Alai K

The Kenyan DJ and Sound Artist Alai K transforms the Hall of Columns of the Weltmuseum Wien into a powerful sound space and creates a spiritual soundscape for the ‘Cosmological Tales of Connection’ which Tabita Rezaire addresses in her current exhibition. With driving Mijikenda rhythms, flickering electronics and an evocative voice, he invites visitors on a sound journey that combines the rich sound heritage of the Swahili Coast with global club culture and spiritual storytelling. For Alai K, sound is a form of memory, of transmission and re-imagination of ancestral knowledge.

As a founding member of the legendary Kenyan hip hop collective ‘Ukoo Flani,’ Alai K first appeared on the underground scene in Mombasa, mixing Swahili lyrics with Hip Hop. Today, he plays at festivals such as ‘Sonic Pluriverse’ and ‘Durchlüften Festival’ in Berlin and releases his records a.o. on the buzzling scene label “Nyege Nyege Tapes” in Uganda. He was part of the Goethe Institute’s “Ten Cities” project and has collaborated with various African artists and labels, including “SISSO Records”, the founders of the Singeli sound in Dar es Salaam.
Alai K’s music is really a road map of his life, weaving together the musical influences that have surrounded him over the years: the spiritual music of the Bajuni, the traditional rhythms that surrounded him growing up around Mombasa in Kenya, the Swahili hip-hop scene, 21st-century dance floor Afro-house, electronica and techno of Kenya and Uganda and, these days, Berlin’s underground club scene. They all add up to the serious sonic and dance floor contender that is his new album Kila Mara, released on the always fascinating UK label, On the Corner Records.

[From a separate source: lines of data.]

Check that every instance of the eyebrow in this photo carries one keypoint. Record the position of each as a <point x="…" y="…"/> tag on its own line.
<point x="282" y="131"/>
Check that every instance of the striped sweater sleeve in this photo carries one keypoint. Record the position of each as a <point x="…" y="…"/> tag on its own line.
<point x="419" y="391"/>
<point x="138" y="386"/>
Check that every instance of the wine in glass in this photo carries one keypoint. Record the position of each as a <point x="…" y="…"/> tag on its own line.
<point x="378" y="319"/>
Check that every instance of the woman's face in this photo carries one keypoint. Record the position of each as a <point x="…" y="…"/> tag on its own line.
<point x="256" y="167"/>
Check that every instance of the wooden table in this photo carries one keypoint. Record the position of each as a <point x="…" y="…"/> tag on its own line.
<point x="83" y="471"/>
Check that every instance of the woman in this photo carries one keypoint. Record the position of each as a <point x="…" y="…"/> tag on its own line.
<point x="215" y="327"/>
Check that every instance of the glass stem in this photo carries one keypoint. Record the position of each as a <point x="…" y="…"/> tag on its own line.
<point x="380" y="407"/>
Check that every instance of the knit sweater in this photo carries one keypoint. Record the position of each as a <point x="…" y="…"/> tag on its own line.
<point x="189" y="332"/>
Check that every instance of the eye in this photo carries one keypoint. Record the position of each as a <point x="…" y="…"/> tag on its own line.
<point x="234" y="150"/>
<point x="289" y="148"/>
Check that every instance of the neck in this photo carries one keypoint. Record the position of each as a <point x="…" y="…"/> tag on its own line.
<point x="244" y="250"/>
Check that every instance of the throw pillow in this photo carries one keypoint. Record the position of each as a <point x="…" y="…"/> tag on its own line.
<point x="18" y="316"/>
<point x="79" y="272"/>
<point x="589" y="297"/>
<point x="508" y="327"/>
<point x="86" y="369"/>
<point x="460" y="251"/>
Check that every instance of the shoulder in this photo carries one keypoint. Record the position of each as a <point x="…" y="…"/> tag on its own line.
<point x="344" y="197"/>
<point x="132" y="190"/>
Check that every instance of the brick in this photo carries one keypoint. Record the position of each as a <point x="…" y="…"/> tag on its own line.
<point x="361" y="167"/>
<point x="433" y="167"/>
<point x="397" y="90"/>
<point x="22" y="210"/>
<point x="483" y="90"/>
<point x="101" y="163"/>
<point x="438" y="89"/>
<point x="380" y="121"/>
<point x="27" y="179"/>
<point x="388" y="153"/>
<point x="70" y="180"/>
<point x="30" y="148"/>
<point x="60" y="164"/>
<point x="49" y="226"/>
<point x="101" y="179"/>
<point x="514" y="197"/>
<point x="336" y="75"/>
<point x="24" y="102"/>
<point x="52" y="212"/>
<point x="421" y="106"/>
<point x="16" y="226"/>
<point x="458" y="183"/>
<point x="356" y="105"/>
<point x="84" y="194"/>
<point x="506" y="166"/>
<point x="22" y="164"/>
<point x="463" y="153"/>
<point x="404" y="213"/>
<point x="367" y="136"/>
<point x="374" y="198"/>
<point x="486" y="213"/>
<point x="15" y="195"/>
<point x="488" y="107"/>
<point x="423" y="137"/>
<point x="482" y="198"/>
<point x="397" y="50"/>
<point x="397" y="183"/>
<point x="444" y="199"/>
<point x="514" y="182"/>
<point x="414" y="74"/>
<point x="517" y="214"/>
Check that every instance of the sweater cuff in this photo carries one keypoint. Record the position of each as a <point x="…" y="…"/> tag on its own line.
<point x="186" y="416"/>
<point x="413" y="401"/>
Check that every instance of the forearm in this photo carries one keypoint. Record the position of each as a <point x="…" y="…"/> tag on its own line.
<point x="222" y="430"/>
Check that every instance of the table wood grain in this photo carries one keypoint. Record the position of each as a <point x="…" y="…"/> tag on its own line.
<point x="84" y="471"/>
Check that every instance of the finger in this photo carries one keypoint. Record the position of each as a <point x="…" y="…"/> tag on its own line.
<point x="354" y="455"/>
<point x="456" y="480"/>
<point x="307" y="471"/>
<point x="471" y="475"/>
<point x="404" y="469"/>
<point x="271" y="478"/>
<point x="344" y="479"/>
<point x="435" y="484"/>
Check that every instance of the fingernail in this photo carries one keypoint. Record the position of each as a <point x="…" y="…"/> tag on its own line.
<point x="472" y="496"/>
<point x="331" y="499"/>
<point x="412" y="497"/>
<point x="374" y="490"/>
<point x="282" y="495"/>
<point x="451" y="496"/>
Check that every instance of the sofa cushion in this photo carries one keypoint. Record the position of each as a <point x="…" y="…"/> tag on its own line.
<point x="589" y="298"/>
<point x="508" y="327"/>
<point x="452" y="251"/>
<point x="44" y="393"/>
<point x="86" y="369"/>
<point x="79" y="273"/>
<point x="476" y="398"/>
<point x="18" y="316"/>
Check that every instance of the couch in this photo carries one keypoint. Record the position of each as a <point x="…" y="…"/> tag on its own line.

There was always music around him in Kenya. He tells me, “if you’re happy, if you’re sad, if someone is dead or there is a wedding… it’s all music bringing people together, removing stress.” When he was still in the womb, he would have heard the trance and spiritual music that his father played at weddings, funerals and other ceremonies, which his mother also attended. “I found that I was just into music, I didn’t look for it anywhere, I just found it inside me. And I said, OK, I want to make music. So, I was singing all the time when I was young… a different kind of music.” His mother told him of his great-grandmother, a Malawian singer and composer, and of his father, a professional drummer and leader of musicians at ceremonies, such as the week-long forest celebration of Alai’s birth, his first-born son. “My father and my great-grandmother passed it to me in a spiritual way, and I went to find that music and the people who played it.”